Sequel to a Champagne Sensation.

In 2018, Britain's Jancis Robinson organized a tasting of 73 Champagnes to get a bead on the innovators who’re transforming how wine is made in Champagne.

Two ringers from the great 2008 vintage—Cristal and Dom Perignon—tied for first in this massive tasting. Finishing third was a total stunner: A.R. Lenoble’s Grand Cru Blanc de Blancs Chouilly mag 14.

Uniquely crafted from a solera established in 2002, we sold a boatload of that wine, shipped directly from Lenoble's cellar. And now the even more promising Chouilly mag 16 has been released.

We're taking our cues from Lenoble's winemaker who, according to Peter Liem, says it surpasses its predecessor. Peter is equally excited, writing that Chouilly mag 16 “is a standout, combining an alluring textural richness with a chiseled, focused structure and a wonderfully chalky salinity.”

Pure Innovation

This extraordinary Champagne starts with 100% pure Grand Cru Chardonnay from Lenoble’s own organically farmed vineyards in Chouilly, on the Côtes des Blancs. The grapes are gently pressed in a traditional Coquard basket press and fermented in both barrel and tank for heightened purity, complexity and texture.

But it’s how the blend was built that makes the wine so singular. In 2002, Lenoble created a réserve perpétuelle, which is essentially a solera of pure grand cru Chouilly Chardonnay—stored in a succession of stainless steel, small barrels and then 5000-liter wood tanks.

Each year, part of the réserve perpétuelle is put into magnum where it stays for another 4 to 6 years, before being blended in a 40/60 ratio with wine from the latest harvest. In the case of Mag 16, it's the 2016 vintage.

The magnums are given enough of a secondary fermentation to produce 1.5 bars of pressure, which is about a quarter of what’s in a finished bottle of Champagne. The tiny amount of pressure is just enough to prevent oxidation and to keep the réserve wine astonishingly fresh.

Once in a bottle, the blend spends another 42 months on the lees before disgorgement.

Such an expensive but brilliant process would be rare in a $300 prestige cuvée. But it’s a big reason why this wine is at a different level from other Champagnes in its price range.

Just Who is Lenoble?

Like Jacquesson before it was rediscovered in the 2000s, A.R. Lenoble is one of those old, small houses whose fine production was known to only a few. Lenoble was founded in 1920 by A.R. Graser, who’d fled German occupation of Alsace in World War I.
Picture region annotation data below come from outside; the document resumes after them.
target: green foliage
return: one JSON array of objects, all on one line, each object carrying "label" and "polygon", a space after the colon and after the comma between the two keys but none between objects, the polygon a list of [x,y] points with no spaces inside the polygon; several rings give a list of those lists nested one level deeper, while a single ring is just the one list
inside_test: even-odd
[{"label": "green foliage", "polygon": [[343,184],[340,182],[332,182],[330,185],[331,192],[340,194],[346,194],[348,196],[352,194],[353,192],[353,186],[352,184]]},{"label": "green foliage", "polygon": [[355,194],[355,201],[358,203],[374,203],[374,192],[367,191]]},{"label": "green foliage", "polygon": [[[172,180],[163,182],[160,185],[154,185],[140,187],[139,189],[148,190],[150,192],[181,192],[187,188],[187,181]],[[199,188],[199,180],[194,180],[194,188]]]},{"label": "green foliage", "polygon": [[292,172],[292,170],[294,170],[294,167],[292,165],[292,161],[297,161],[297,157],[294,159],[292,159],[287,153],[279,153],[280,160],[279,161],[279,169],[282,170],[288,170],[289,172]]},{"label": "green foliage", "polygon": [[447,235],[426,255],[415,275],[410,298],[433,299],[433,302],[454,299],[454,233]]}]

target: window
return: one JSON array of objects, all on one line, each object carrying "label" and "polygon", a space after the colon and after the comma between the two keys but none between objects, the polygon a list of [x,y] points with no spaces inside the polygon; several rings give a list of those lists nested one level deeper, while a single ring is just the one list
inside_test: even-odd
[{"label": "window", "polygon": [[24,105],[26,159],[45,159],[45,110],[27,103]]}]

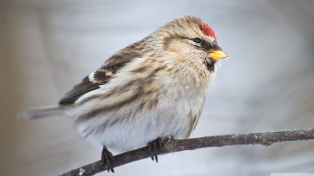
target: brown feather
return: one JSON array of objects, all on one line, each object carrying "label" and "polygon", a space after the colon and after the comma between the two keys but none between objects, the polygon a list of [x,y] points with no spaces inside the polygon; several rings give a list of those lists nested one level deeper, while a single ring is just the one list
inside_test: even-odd
[{"label": "brown feather", "polygon": [[59,102],[59,104],[73,104],[82,95],[99,88],[105,84],[122,67],[135,58],[141,57],[137,52],[122,51],[112,55],[96,72],[85,77],[78,84],[67,93]]}]

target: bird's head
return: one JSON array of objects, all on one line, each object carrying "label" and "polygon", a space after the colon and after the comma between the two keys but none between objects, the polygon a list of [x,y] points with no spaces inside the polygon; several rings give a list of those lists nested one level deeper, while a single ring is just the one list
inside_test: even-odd
[{"label": "bird's head", "polygon": [[192,62],[214,65],[227,58],[219,46],[215,33],[204,21],[185,16],[160,27],[156,32],[163,40],[163,49]]}]

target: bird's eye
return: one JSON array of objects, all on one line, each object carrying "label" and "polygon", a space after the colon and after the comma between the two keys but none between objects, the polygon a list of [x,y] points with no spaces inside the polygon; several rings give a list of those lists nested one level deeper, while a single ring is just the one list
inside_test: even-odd
[{"label": "bird's eye", "polygon": [[200,39],[199,38],[193,38],[193,42],[197,42],[197,43],[200,43],[202,42],[202,40],[200,40]]}]

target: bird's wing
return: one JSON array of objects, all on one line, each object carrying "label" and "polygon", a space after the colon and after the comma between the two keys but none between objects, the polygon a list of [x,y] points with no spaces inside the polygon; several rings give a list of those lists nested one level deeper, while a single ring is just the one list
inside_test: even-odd
[{"label": "bird's wing", "polygon": [[75,85],[60,99],[59,104],[74,103],[82,95],[99,88],[100,85],[105,84],[114,74],[132,59],[141,56],[142,55],[137,52],[126,51],[112,55],[96,71],[87,76],[80,83]]}]

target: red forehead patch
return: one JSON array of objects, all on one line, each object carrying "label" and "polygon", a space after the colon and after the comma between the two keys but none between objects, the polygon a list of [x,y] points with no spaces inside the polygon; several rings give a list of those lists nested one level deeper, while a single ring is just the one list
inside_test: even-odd
[{"label": "red forehead patch", "polygon": [[204,34],[205,34],[207,36],[211,36],[215,40],[217,40],[215,35],[215,32],[214,32],[214,30],[211,29],[211,27],[209,27],[207,24],[203,23],[202,24],[200,24],[200,29],[203,31]]}]

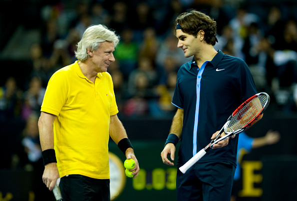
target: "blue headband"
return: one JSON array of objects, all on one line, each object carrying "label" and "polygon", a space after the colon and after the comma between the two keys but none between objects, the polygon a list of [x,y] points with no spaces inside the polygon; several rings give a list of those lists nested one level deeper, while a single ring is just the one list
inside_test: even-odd
[{"label": "blue headband", "polygon": [[[176,24],[176,30],[181,30],[181,29],[182,29],[182,26],[180,24],[178,24],[178,23]],[[216,38],[216,36],[215,36],[214,38],[216,38],[216,42],[218,42],[218,38]]]}]

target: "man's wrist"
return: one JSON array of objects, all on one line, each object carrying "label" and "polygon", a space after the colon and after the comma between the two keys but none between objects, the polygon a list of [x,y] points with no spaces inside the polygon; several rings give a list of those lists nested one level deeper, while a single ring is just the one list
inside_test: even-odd
[{"label": "man's wrist", "polygon": [[42,152],[42,154],[44,160],[44,166],[52,162],[56,163],[56,152],[54,148],[44,150]]},{"label": "man's wrist", "polygon": [[175,134],[170,134],[168,136],[167,138],[167,140],[166,140],[166,142],[165,142],[165,144],[164,145],[164,147],[166,146],[168,143],[172,143],[174,144],[174,146],[176,146],[178,143],[178,137]]}]

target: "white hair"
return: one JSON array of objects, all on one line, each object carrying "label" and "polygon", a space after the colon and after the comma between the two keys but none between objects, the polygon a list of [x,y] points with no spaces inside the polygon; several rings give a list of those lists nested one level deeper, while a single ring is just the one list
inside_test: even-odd
[{"label": "white hair", "polygon": [[116,34],[114,31],[102,24],[89,26],[76,45],[78,50],[74,52],[76,57],[82,62],[86,60],[88,55],[87,50],[96,51],[99,48],[100,44],[105,41],[114,42],[116,48],[120,42],[120,36]]}]

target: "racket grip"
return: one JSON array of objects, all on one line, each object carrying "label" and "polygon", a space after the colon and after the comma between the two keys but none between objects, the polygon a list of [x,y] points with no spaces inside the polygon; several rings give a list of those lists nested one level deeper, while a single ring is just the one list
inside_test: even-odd
[{"label": "racket grip", "polygon": [[60,192],[60,190],[59,190],[59,188],[58,186],[56,183],[54,184],[54,188],[52,189],[52,192],[54,193],[54,198],[56,198],[56,200],[63,200],[63,199],[62,199],[62,196],[61,196],[61,193]]},{"label": "racket grip", "polygon": [[191,159],[188,160],[188,162],[184,164],[184,166],[182,166],[180,168],[180,170],[182,172],[183,174],[186,173],[186,170],[188,170],[190,167],[193,166],[193,164],[195,164],[196,162],[197,162],[200,158],[201,158],[205,154],[206,154],[206,152],[204,149],[202,149],[199,151]]}]

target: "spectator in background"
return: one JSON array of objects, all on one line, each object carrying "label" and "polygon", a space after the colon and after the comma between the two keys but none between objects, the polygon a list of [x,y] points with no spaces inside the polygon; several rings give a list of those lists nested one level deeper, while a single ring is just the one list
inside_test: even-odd
[{"label": "spectator in background", "polygon": [[16,78],[8,78],[4,86],[0,86],[0,120],[14,120],[20,116],[22,96]]},{"label": "spectator in background", "polygon": [[114,58],[118,61],[120,70],[122,72],[124,79],[128,80],[129,74],[136,68],[138,46],[133,40],[134,32],[126,28],[122,32],[122,41],[114,52]]},{"label": "spectator in background", "polygon": [[28,120],[33,112],[40,114],[45,92],[46,88],[42,86],[41,78],[38,76],[32,78],[29,88],[24,94],[22,117],[24,120]]},{"label": "spectator in background", "polygon": [[[22,150],[18,152],[20,165],[26,170],[38,170],[40,172],[43,170],[42,149],[39,140],[38,130],[38,114],[32,112],[28,117],[26,126],[21,134],[20,148]],[[16,150],[19,150],[16,148]]]},{"label": "spectator in background", "polygon": [[66,40],[58,39],[54,42],[52,53],[49,60],[50,76],[58,70],[70,64],[71,56],[68,50],[68,46]]},{"label": "spectator in background", "polygon": [[[152,16],[151,8],[145,2],[138,2],[133,12],[133,18],[130,23],[134,32],[135,41],[140,42],[146,40],[146,37],[148,36],[145,36],[146,34],[144,36],[144,32],[148,28],[152,28],[150,29],[156,32],[156,22]],[[156,34],[156,32],[154,34]]]},{"label": "spectator in background", "polygon": [[146,56],[155,65],[160,46],[156,30],[152,28],[148,27],[144,30],[143,35],[144,39],[140,44],[138,56]]},{"label": "spectator in background", "polygon": [[241,177],[240,164],[244,155],[250,152],[252,149],[275,144],[280,140],[280,138],[278,132],[272,130],[268,130],[264,136],[259,138],[251,138],[246,135],[245,132],[239,134],[237,147],[237,166],[234,176],[230,201],[236,200],[238,190],[242,186],[240,184]]},{"label": "spectator in background", "polygon": [[54,50],[54,42],[61,37],[58,32],[56,21],[50,19],[44,24],[45,27],[42,28],[41,31],[41,46],[43,55],[49,58]]},{"label": "spectator in background", "polygon": [[76,44],[80,40],[80,33],[75,28],[70,28],[66,40],[68,43],[66,48],[70,56],[70,62],[73,63],[76,60],[74,52],[76,50]]},{"label": "spectator in background", "polygon": [[266,34],[272,37],[270,40],[272,40],[273,42],[275,42],[278,36],[282,34],[280,28],[283,26],[284,23],[280,8],[277,6],[272,6],[269,8],[267,18],[264,21]]},{"label": "spectator in background", "polygon": [[122,33],[124,30],[130,28],[129,20],[130,12],[126,4],[124,2],[116,2],[112,5],[111,12],[111,19],[109,24],[110,28]]},{"label": "spectator in background", "polygon": [[[30,65],[32,70],[29,78],[31,80],[34,76],[42,79],[42,86],[46,86],[50,78],[52,76],[48,72],[50,68],[48,59],[43,55],[42,48],[39,44],[34,44],[30,48]],[[28,82],[30,80],[28,80]],[[28,86],[26,86],[28,87]]]},{"label": "spectator in background", "polygon": [[179,62],[178,62],[176,58],[168,56],[164,58],[162,65],[158,66],[158,73],[160,77],[158,84],[166,86],[168,84],[170,75],[176,73],[180,66],[178,64]]},{"label": "spectator in background", "polygon": [[218,42],[214,46],[216,50],[222,50],[226,54],[245,59],[242,52],[244,40],[238,35],[234,34],[230,24],[222,28],[222,35],[218,36],[217,38]]},{"label": "spectator in background", "polygon": [[160,42],[156,58],[156,64],[158,68],[160,68],[160,72],[162,71],[162,68],[166,68],[164,61],[168,57],[174,58],[176,60],[176,69],[190,60],[190,58],[185,58],[182,52],[176,48],[176,38],[172,34],[166,36],[164,42]]},{"label": "spectator in background", "polygon": [[91,8],[91,24],[108,24],[110,21],[108,12],[98,2],[95,2]]},{"label": "spectator in background", "polygon": [[291,50],[297,52],[297,22],[293,20],[284,22],[282,36],[276,38],[276,50]]},{"label": "spectator in background", "polygon": [[[158,75],[152,61],[149,58],[140,57],[138,66],[133,70],[128,80],[128,90],[131,96],[141,94],[142,98],[151,96],[150,91],[158,84]],[[150,90],[152,89],[152,90]],[[141,92],[140,91],[141,91]]]}]

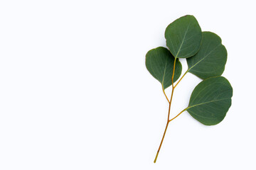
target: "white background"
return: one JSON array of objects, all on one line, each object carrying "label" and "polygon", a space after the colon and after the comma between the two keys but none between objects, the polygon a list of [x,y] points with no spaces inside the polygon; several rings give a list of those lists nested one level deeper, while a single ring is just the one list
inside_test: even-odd
[{"label": "white background", "polygon": [[[1,1],[0,169],[256,169],[253,1]],[[168,103],[145,55],[186,14],[222,38],[233,104],[215,126],[182,113],[154,164]]]}]

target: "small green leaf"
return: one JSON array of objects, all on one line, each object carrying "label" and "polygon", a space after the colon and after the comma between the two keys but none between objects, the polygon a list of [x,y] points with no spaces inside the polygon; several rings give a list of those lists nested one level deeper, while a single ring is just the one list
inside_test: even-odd
[{"label": "small green leaf", "polygon": [[187,111],[206,125],[221,122],[231,106],[233,89],[223,76],[203,80],[192,92]]},{"label": "small green leaf", "polygon": [[210,32],[203,32],[199,52],[186,60],[188,71],[201,79],[220,76],[227,62],[227,50],[219,36]]},{"label": "small green leaf", "polygon": [[[146,67],[150,74],[164,86],[164,89],[171,85],[174,57],[169,50],[159,47],[149,50],[146,55]],[[175,66],[174,82],[181,74],[181,64],[177,59]]]},{"label": "small green leaf", "polygon": [[170,23],[166,29],[166,45],[177,58],[188,58],[198,52],[202,31],[193,16],[185,16]]}]

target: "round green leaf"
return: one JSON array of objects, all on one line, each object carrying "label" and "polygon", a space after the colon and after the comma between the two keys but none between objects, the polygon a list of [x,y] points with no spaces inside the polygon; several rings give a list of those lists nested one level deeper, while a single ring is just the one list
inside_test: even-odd
[{"label": "round green leaf", "polygon": [[185,16],[167,26],[165,38],[167,47],[175,57],[188,58],[198,52],[202,32],[193,16]]},{"label": "round green leaf", "polygon": [[[159,47],[149,50],[146,55],[146,67],[150,74],[166,89],[171,85],[174,57],[165,47]],[[174,82],[181,74],[181,64],[176,60]]]},{"label": "round green leaf", "polygon": [[199,52],[186,59],[188,71],[203,79],[220,76],[224,72],[227,55],[219,36],[210,32],[203,32]]},{"label": "round green leaf", "polygon": [[206,125],[221,122],[231,106],[233,89],[223,76],[203,80],[193,91],[187,111]]}]

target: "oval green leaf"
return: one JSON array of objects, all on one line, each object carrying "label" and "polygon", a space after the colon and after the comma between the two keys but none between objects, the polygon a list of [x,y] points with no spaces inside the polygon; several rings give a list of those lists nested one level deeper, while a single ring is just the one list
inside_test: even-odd
[{"label": "oval green leaf", "polygon": [[188,72],[202,79],[220,76],[227,62],[227,50],[216,34],[203,32],[202,45],[199,52],[187,58]]},{"label": "oval green leaf", "polygon": [[196,86],[186,110],[206,125],[216,125],[224,119],[232,96],[232,86],[225,78],[211,77]]},{"label": "oval green leaf", "polygon": [[[150,74],[162,84],[164,89],[171,85],[174,57],[165,47],[159,47],[149,50],[146,55],[146,67]],[[174,82],[181,74],[182,66],[176,61]]]},{"label": "oval green leaf", "polygon": [[175,57],[188,58],[198,52],[202,31],[193,16],[185,16],[167,26],[165,38],[167,47]]}]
With the help of Jacquesson's Leon de Tassigny, he settled in Damery and soon acquired important nearby holdings in the Côte des Blancs and Montagne de Reims. And the most important of these were prime parcels of Chardonnay in the northernmost Côte des Blancs Grand Cru of Chouilly.

But, as fine as Lenoble’s Champagnes have long been, it is the current generation in charge, Graser’s great-grandchildren Anne and Antoine Malassagne, who’ve taken this house to the summit. Beginning with their naturally farmed, low-yield fruit, their artisanal methods capture Chouilly’s hallmark richness and intensity with stunning purity.

Lenoble Chouilly mag 16 is among the most exciting new Champagnes to come our way in years. A magical blend of rich flavour and texture with intensity and finesse, it is a phenomenally pure expression of its Côte des Blancs Grand Cru terroir.